The poet Jan Richardson notes that the key to sifting and sorting the ironies of life and death lies in our capacity to offer blessings. She notes that a blessing is sorrow’s most lasting cure. A blessing helps us to open our eyes and hearts to the presence of God in our midst. It fills the thin space with comfort and longing to know God’s love. In essence, Jan considers that the cure for sorrow is hope.
Hope, not someday but today, and every day, over and over and over again. Why? Because It is hope that knows how to sing when there is little cause to sing. It is hope that raises us from the dead, not someday but this day, over and over again.
Is there really a cure for sorrow? Or might it be a precious, forever gift that graces each of us with love and compassion?
Following the Mass, family and friends joined the Congregation to break bread and share stories of their loved ones.
Those remembered at the Mass were:
Sister Margaret Beaudette
Sister Mary T. Boyle
Sister Bernadette Del Frate
Sister Margaret Aileen Fennell
Sister M. Theresa Fowler
Sister Margaret Franks
Sister Joan Glowacki
Sister Cecilia Haley
Sister Marion Halpin
Sister Patricia Lawlor
Sister Loretto John Meehan
Sister Mary Elizabeth Phelan
Sister Marie Schutté
Frances de Frange
Doreen Lyons Gallagher
Frances Darcy (Sister Joan Marie)
Joan Marie Guerrieri (Sister Mary Vincent)

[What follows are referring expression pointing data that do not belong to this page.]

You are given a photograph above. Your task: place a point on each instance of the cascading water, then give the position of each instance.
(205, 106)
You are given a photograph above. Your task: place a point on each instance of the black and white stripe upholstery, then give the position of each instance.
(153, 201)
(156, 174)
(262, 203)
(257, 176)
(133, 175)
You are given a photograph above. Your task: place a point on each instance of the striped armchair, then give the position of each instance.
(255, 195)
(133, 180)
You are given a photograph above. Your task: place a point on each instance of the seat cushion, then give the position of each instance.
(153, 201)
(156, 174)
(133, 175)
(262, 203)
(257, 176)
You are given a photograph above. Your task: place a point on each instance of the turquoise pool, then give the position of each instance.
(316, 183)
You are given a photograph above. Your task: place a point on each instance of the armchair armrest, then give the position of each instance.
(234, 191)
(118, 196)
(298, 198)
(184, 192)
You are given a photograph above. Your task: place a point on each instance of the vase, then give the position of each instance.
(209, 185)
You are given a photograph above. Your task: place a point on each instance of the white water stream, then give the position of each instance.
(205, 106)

Joan Grumman (Sister Francis Maria)
Rosaleen McKenna (Sister Rosaleen)
Barbara Pitts (Sister Miriam Barbara)
This was a truly beautiful and meaningful piece! Thanks for expressing sorrow in such a deep way. I know that my feelings of grief just seem to morph into different forms; but as the years pass, I also feel a growing awareness of the presence of those I’ve loved so deeply.